A high-performance tool for analyzing atomic stacking configurations in bilayer materials. This repository contains the stacking analysis code used in:
Aditya, A. et al., “Emerging Ferroelectric Domains: Stacking and Rotational Landscape of MoS₂ Moiré Bilayers,” ACS Nano (2026). Accepted; in press.
Stacking Analysis is a computational tool designed for identifying and classifying atomic stacking configurations in bilayer transition metal dichalcogenides (TMDs) and similar layered materials. It uses spatial partitioning and parallel processing to efficiently analyze large-scale atomic structures from LAMMPS molecular dynamics simulations.
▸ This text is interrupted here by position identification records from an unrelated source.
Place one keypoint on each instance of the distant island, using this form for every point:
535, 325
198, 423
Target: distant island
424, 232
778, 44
The tool was developed for analyzing moiré TMD bilayers simulated using classical MD with hybrid Stillinger-Weber and Kolmogorov-Crespi potentials, following the methodology established in the published papers.
- 🚀 High Performance: Parallel processing with automatic CPU core detection
- 🎯 Accurate Classification: Identifies 6 distinct stacking types (AA, AA', A'B, AB, AB', BA)
- 📊 Comprehensive Output: Detailed statistics and labeled atomic structures
- 🔧 Flexible Configuration: Customizable parameters for different material systems
- 💻 Easy to Use: Simple command-line interface and Python API
- 📁 LAMMPS Integration: Direct support for LAMMPS dump files
If you use this software in your research, please cite our paper:
@article{doi:10.1021/acsnano.5c14092,
author = {Aditya, Anikeya and Irie, Ayu and Dasgupta, Nabankur and Kalia, Rajiv K. and Nakano, Aiichiro and Vashishta, Priya},
title = {Emerging Ferroelectric Domains: Stacking and Rotational Landscape of MoS2 Moiré Bilayers},
journal = {ACS Nano},
volume = {0},
number = {0},
pages = {null},
year = {0},
doi = {10.1021/acsnano.5c14092},
note ={PMID: 41648955},
URL = {
https://doi.org/10.1021/acsnano.5c14092
},
eprint = {
https://doi.org/10.1021/acsnano.5c14092
}
}Paper: [Link to published paper]
DOI: 10.1021/acsnano.5c14092
The classification algorithm identifies stacking configurations based on local atomic coordination patterns. The accuracy of the classification has been validated against both visual inspection and potential energy landscape calculations.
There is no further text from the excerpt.